NaSO ⁻₄ ion pairs in aqueous solutions at pressures up to 2000 atm

Abstract

Electrical-conductance measurements have been made at 25° C up to concentrations of 0.06M in aqueous solutions of Na₂SO₄ at atmospheric pressure and as a function of pressure up to 2000 atm. Calculations of the change of the dissociation constant for the NaSO ⁻₄ ion pair with pressure indicate that the difference in partial molal volumes between products and reactants at infinite dilution is\(\Delta \bar V^ \circ \tilde = - 8.25{\text{ }}cm^3 /mole\).

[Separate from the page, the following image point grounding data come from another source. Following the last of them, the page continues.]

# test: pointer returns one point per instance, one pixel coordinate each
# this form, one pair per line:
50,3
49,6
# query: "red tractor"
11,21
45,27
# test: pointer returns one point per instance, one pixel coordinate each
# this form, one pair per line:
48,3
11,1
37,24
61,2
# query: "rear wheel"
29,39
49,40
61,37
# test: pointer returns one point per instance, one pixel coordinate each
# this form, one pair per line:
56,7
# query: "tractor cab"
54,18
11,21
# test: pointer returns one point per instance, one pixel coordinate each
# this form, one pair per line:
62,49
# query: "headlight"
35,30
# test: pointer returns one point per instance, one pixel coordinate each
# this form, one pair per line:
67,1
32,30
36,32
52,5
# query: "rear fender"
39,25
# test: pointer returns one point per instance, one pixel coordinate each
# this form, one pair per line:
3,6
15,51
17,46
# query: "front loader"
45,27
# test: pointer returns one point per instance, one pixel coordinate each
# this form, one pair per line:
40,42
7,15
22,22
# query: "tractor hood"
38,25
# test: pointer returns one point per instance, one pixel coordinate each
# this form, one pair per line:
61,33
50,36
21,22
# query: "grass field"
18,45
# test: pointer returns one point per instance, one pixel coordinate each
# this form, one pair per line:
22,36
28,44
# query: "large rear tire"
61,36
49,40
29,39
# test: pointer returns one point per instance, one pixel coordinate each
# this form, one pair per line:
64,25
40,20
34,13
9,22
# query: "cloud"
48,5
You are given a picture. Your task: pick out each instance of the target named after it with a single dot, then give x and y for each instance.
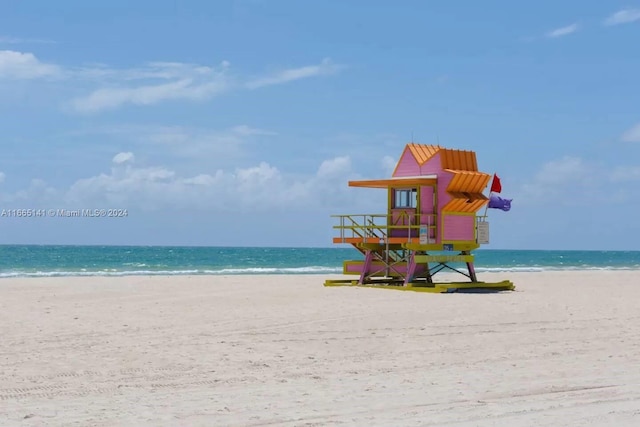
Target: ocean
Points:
(43, 261)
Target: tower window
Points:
(405, 198)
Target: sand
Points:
(562, 350)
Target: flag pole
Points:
(486, 208)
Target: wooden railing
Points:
(382, 226)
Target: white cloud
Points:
(19, 65)
(123, 157)
(339, 166)
(151, 84)
(624, 16)
(625, 174)
(214, 83)
(568, 180)
(326, 67)
(632, 135)
(193, 142)
(563, 31)
(262, 187)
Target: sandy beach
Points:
(562, 350)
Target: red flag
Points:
(496, 186)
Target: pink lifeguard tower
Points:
(431, 224)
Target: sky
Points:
(240, 122)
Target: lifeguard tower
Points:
(431, 224)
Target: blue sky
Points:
(240, 122)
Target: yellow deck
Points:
(444, 287)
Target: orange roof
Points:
(423, 152)
(462, 204)
(395, 182)
(459, 159)
(466, 181)
(451, 158)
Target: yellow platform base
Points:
(446, 287)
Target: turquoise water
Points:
(38, 261)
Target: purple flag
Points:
(497, 202)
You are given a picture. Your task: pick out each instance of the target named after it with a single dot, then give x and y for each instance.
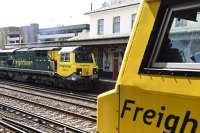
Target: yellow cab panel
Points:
(158, 86)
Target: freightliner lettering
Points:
(150, 116)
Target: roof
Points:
(68, 49)
(7, 50)
(94, 41)
(43, 49)
(115, 6)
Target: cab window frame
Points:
(64, 59)
(149, 64)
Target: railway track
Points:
(69, 109)
(23, 119)
(50, 90)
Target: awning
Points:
(67, 49)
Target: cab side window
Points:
(176, 48)
(65, 57)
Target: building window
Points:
(100, 28)
(116, 24)
(180, 22)
(132, 20)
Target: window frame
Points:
(150, 66)
(64, 60)
(100, 26)
(116, 24)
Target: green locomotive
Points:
(51, 65)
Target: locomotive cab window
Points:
(83, 57)
(65, 57)
(177, 45)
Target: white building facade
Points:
(114, 20)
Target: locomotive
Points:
(69, 67)
(157, 90)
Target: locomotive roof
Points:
(68, 49)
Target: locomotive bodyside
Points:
(46, 65)
(155, 94)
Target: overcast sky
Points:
(47, 13)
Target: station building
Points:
(112, 23)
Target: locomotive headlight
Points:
(78, 71)
(95, 71)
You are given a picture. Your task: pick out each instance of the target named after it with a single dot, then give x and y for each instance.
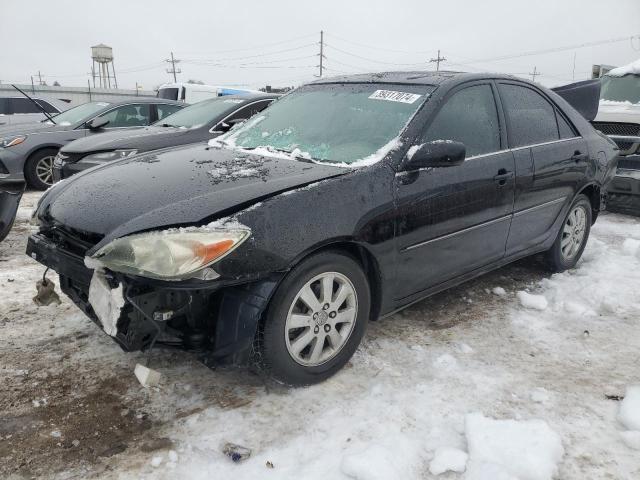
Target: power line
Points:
(437, 61)
(264, 45)
(321, 54)
(253, 56)
(369, 59)
(173, 70)
(556, 49)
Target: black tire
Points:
(556, 259)
(278, 362)
(31, 168)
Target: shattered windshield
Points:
(621, 89)
(354, 124)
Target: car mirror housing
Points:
(440, 153)
(97, 123)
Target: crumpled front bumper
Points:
(217, 319)
(10, 195)
(623, 193)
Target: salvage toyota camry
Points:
(345, 201)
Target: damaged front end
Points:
(217, 318)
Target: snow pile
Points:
(528, 300)
(632, 68)
(448, 459)
(510, 449)
(374, 463)
(629, 414)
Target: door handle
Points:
(502, 177)
(579, 157)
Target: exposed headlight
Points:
(171, 254)
(109, 156)
(7, 142)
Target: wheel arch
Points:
(592, 192)
(363, 256)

Using the equation of Davies, Otter, and Prue, we found the average dissociation constants for five concentrations between 0.005 and 0.06 moles/liter to be 0.097, 0.131, and 0.165 at 1, 1000, and 2000 atm, respectively, with a standard deviation of ±0.003. The atmospheric-pressure value is 0.080±0.016 over the entire concentration range from 0.00005 to 0.06 moles/liter, about half that obtained by Jenkins and Monk. This is consistent with a value ofK=0.077±0.006 recalculated from the limited-concentration-conductance work of Jenkins and Monk, with a value ofK=0.073 obtained by Fisher from data of Kurtze and Tamm on ultrasonic absorption in MgSO₄−NaCl solutions, and withK=0.067 calculated by Fisher from the potentiometric data of Pytkowicz and Kester at high ionic strength. The relationship of this work to sound absorption and ion pairing in seawater is discussed. The predicted pressure dependence of the NaSO ⁻₄ ion pair in seawater from this work differs substantially from earlier work by Kester and Pytkowicz and by Millero.